Is Dask production ready? (You bet it is.)
• April 7, 2021
You may have heard data scientists extol the virtues of scaling data science in Python with Dask. Their praises ring true: Dask works with all of the Python tools and libraries you love, providing an easy-to-use framework for parallel computations. With minimal code changes, you can process your data in parallel, which means it will take you less time to execute and give you more time for analysis.
That’s great for data analytics at scale, particularly when you are a data scientist whose analysis requires significant compute and you’re working on a single laptop. But what about a system in production?
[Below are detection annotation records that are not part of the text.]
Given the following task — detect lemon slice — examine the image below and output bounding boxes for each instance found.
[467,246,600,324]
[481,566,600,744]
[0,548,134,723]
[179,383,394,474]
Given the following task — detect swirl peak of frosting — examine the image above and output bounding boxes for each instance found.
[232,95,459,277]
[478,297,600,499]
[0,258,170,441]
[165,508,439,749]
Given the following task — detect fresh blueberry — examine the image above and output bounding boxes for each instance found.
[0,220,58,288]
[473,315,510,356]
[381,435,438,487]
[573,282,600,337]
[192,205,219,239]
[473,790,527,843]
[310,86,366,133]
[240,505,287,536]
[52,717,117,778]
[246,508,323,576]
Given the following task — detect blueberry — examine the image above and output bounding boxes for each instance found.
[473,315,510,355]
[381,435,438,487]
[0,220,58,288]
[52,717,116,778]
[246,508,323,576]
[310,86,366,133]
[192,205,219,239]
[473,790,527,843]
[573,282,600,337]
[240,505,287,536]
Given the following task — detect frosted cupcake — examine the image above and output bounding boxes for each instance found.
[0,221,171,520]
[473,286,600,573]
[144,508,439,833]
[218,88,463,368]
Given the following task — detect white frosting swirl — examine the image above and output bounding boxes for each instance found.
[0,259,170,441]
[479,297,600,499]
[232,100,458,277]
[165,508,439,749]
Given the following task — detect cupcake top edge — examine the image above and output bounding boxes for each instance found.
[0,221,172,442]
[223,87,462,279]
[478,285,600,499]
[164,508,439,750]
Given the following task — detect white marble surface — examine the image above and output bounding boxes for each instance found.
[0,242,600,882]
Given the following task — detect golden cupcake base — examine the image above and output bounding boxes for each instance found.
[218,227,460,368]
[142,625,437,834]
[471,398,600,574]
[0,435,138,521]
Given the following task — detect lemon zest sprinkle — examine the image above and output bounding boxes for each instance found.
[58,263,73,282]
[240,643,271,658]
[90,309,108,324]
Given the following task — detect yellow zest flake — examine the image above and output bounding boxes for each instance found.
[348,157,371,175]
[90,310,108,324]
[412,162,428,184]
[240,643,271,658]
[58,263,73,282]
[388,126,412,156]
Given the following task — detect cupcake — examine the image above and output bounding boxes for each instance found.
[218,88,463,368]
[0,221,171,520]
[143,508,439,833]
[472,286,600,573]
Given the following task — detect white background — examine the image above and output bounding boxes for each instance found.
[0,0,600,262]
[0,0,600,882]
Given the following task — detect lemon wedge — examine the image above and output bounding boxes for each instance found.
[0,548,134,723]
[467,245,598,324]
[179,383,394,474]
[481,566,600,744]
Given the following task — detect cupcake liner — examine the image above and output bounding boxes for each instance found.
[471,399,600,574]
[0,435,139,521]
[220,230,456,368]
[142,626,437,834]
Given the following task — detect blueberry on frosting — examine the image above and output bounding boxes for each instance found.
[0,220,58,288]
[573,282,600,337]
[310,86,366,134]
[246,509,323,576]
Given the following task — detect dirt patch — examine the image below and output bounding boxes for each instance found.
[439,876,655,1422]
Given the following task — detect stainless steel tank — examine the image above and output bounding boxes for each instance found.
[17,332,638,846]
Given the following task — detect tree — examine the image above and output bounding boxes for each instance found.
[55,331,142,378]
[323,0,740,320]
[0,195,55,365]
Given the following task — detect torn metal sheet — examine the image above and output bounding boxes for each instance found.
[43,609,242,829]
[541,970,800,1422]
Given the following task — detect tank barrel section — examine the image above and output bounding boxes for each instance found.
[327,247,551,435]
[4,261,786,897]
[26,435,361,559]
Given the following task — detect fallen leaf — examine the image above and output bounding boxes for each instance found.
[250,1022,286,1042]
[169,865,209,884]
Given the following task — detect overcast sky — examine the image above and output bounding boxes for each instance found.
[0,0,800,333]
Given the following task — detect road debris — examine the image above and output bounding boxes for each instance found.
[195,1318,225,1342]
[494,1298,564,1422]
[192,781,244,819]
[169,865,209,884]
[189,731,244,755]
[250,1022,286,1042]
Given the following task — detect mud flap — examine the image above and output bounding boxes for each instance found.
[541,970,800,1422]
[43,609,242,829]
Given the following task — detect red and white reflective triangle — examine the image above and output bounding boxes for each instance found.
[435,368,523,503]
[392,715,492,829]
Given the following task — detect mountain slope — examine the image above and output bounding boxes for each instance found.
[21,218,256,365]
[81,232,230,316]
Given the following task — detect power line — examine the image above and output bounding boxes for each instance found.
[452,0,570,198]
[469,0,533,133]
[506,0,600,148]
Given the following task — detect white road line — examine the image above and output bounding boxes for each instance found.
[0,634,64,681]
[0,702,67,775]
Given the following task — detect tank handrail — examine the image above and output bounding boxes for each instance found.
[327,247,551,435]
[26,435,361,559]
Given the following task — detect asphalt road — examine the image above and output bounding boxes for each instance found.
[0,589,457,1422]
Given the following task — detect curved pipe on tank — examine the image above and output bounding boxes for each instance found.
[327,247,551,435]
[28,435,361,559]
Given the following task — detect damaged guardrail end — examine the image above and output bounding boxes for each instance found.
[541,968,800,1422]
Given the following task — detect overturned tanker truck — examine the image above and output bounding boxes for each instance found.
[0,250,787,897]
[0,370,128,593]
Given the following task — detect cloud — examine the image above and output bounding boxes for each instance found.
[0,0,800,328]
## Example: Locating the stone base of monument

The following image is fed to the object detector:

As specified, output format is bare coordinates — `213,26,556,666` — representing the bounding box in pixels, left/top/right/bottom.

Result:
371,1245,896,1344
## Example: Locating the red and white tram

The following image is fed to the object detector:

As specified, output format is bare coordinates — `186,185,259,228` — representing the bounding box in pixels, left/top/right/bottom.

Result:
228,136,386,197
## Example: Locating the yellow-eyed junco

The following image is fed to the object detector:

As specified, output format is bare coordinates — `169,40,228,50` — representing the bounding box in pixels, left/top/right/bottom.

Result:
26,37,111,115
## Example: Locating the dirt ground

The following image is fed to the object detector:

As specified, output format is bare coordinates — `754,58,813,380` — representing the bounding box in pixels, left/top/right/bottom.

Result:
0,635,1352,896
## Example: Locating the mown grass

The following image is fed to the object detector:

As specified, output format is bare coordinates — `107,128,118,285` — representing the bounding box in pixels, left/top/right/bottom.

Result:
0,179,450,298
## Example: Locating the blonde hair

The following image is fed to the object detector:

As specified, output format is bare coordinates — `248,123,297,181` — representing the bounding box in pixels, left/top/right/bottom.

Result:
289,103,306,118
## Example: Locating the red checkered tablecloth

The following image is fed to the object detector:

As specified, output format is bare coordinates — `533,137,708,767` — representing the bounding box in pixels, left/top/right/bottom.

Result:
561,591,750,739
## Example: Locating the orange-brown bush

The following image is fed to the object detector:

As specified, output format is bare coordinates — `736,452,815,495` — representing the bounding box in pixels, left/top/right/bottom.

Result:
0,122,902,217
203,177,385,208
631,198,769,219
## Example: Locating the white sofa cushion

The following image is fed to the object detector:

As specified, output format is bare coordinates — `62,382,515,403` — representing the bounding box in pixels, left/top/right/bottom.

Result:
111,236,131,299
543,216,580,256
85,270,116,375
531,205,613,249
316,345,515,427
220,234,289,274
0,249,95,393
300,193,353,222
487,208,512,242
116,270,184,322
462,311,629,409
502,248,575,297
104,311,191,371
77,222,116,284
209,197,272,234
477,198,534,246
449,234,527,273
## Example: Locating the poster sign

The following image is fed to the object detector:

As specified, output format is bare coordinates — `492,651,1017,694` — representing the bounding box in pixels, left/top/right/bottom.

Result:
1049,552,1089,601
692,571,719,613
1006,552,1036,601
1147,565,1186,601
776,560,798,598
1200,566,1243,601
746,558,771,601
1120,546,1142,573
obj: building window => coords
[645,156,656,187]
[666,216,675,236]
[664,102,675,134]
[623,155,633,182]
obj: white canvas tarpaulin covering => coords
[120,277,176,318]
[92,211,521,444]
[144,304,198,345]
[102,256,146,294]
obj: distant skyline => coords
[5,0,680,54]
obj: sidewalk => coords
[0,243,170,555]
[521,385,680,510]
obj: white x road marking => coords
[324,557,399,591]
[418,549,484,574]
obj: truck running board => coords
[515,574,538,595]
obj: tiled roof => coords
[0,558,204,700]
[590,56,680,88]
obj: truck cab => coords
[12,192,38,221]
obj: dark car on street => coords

Is Dask production ready?
Development and Production in Data Science
First, let’s take a look at how we define development and production. In data science, a model or system in development would be one that you are building, validating, and testing in a highly iterative fashion. In development, it will be more flexible, and you can expect it to crash often.
A system in production is the state of deployment and maintenance of a model or models in their reliable, final configuration. Production workloads typically mean large, frequent jobs (think every hour) or jobs that run when a large dataset enters the system. An organization might deploy that system to provide a product or service. In production, a system must be reliably operating to meet customer requirements and your organization’s SLA (service-level agreement) standards.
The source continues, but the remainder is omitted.